In the middle, we find the actual view. Each queue (Graphics, Compute, Copy) gets its own section. The alternating grey and white backgrounds indicate frame boundaries. The blue region indicates which command buffers were profiled with SQTT data, for more detailed event analysis in other sections of the tool. Note that command buffers are visualized using two shades of the same color. The lighter shade represents time spent prior to reaching the GPU, and the darker shade represents actual execution.
Please note that the view is interactive, making it possible for users to select and highlight command buffers, sync objects, and submission points.
Users can correlate between command buffer timing data and SQTT data by right-clicking on a command buffer within the “Detailed GPU events” region. This will bring up a context menu which contains three menu items for finding the first event within the selected command buffer. Selecting one of the menu items will navigate to the appropriate pane and set focus on the specified event.
Along the bottom, we find information about user selections:
- Submit time: Specifies when work was issued by the CPU
- Submit duration: Specifies the full duration of the submit
- Enqueue duration: Specifies how long the work was queued before beginning on the GPU
- GPU duration: Specifies how long the GPU took to execute it.
Below the queue timings view we find the following summary:

This shows an interpretation of queue timings data to determine which processor is the bottleneck. By default, if the GPU is idle more than 5% of the time then the profile is considered to be CPU-bound. This percentage may be adjusted in RGP settings.
Please note that the values displayed for Frame duration and Frame rate are sourced from SQTT data. In other words, they are based on duration and shader clock frequency used in other RGP panes such as Wavefront occupancy.
The Profiling overhead shows the amount of profiling data that was written to video memory by the hardware while gathering the RGP profile. The profiling overhead is also expressed in terms of memory bandwidth used to write the data. The profiling overhead is comprised of both SQTT data and the cache counter data collected while profiling.
The Queue submissions and Command buffers pie charts show the number of queue submissions and command buffers in the frame broken down by the Direct and Compute queues. Compute submissions are colored in yellow and graphics submissions are colored in light blue. The Sync Primitives section counts how many unique signal and wait objects were detected throughout the profile. Please note that only signals and waits from queue operations are included in the profile data. For instance, any Vulkan signals originating from vkAcquireNextImageKHR will not appear since that is not a queue operation.

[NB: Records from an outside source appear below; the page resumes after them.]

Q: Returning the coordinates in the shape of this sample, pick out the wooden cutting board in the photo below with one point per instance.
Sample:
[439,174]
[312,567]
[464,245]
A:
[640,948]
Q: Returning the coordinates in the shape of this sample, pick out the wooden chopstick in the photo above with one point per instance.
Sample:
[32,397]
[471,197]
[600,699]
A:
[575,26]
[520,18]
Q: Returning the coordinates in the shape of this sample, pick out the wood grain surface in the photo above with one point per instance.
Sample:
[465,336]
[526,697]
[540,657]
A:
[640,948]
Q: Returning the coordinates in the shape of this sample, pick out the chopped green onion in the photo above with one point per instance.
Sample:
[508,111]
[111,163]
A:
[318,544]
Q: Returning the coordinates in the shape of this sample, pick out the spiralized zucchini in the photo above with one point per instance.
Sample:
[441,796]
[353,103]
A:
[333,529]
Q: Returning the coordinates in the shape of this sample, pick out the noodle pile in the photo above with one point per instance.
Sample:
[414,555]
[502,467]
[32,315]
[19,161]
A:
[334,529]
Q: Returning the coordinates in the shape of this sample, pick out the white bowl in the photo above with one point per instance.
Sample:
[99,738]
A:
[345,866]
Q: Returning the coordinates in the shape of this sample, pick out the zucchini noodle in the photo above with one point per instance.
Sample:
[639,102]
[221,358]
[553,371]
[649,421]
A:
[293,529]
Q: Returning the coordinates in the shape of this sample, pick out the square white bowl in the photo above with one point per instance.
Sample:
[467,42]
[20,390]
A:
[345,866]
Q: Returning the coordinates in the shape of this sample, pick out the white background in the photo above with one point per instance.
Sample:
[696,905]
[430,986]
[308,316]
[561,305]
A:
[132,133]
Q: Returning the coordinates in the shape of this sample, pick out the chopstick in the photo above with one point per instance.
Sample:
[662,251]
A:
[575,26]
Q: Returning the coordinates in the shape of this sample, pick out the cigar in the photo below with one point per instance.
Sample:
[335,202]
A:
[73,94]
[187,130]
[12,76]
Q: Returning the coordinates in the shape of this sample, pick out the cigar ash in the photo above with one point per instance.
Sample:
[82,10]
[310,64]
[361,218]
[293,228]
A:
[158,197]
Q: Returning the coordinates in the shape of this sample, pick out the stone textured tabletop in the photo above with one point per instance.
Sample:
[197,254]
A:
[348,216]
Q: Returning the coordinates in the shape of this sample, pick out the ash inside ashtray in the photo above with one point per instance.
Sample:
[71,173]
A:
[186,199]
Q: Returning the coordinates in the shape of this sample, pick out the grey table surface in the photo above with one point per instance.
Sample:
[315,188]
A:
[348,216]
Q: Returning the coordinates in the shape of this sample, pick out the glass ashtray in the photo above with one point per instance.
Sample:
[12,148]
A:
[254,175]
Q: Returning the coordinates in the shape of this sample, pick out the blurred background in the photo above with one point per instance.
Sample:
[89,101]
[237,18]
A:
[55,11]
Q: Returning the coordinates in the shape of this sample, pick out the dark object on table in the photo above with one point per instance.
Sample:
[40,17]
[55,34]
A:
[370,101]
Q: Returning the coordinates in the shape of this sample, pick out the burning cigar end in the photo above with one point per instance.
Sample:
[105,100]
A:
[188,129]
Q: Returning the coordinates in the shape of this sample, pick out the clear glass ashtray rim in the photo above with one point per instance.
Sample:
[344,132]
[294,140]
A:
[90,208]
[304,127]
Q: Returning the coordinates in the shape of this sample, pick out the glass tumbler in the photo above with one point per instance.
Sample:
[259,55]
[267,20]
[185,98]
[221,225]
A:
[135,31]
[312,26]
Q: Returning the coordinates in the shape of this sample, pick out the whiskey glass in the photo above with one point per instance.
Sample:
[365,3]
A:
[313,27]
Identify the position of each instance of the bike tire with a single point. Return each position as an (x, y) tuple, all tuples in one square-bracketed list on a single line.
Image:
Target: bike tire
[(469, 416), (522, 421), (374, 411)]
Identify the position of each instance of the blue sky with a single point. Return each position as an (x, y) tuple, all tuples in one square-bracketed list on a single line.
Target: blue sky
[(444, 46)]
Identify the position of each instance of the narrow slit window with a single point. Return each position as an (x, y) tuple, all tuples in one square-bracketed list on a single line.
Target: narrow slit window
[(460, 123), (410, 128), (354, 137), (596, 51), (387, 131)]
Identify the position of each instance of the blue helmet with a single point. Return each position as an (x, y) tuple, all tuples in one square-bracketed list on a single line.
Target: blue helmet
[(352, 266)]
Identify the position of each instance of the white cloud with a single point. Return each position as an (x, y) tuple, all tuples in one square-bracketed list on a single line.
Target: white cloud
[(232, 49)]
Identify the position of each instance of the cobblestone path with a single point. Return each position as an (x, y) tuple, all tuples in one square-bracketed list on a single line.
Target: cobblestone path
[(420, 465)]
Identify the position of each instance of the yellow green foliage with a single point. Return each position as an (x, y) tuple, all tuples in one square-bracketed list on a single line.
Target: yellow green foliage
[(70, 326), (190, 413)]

The Event statistics pie chart and table show the event counts colored by type. In the above example there are 281 Dispatch and 1,633 DrawIndexedInstanced events. The Instanced primitives histogram shows the number of events that drew N (1 to 16+) instances. In the example above we see that most events drew just a single instance, whereas a lesser number of events drew 2-9 and 16 instances.

Geometry breakdown gives a summary of the vertices, shaded primitives, shaded pixels, and instanced primitives. In the above example we can see that the GS is being used to expand the number of shaded primitives. Also, looking at the Rendered Primitives histogram we can see that one draw uses between 0 and 1K primitives, and the other draw call uses 11k or more primitives. This makes sense given that the profile is from the D3D12nBodyGravity SDK sample.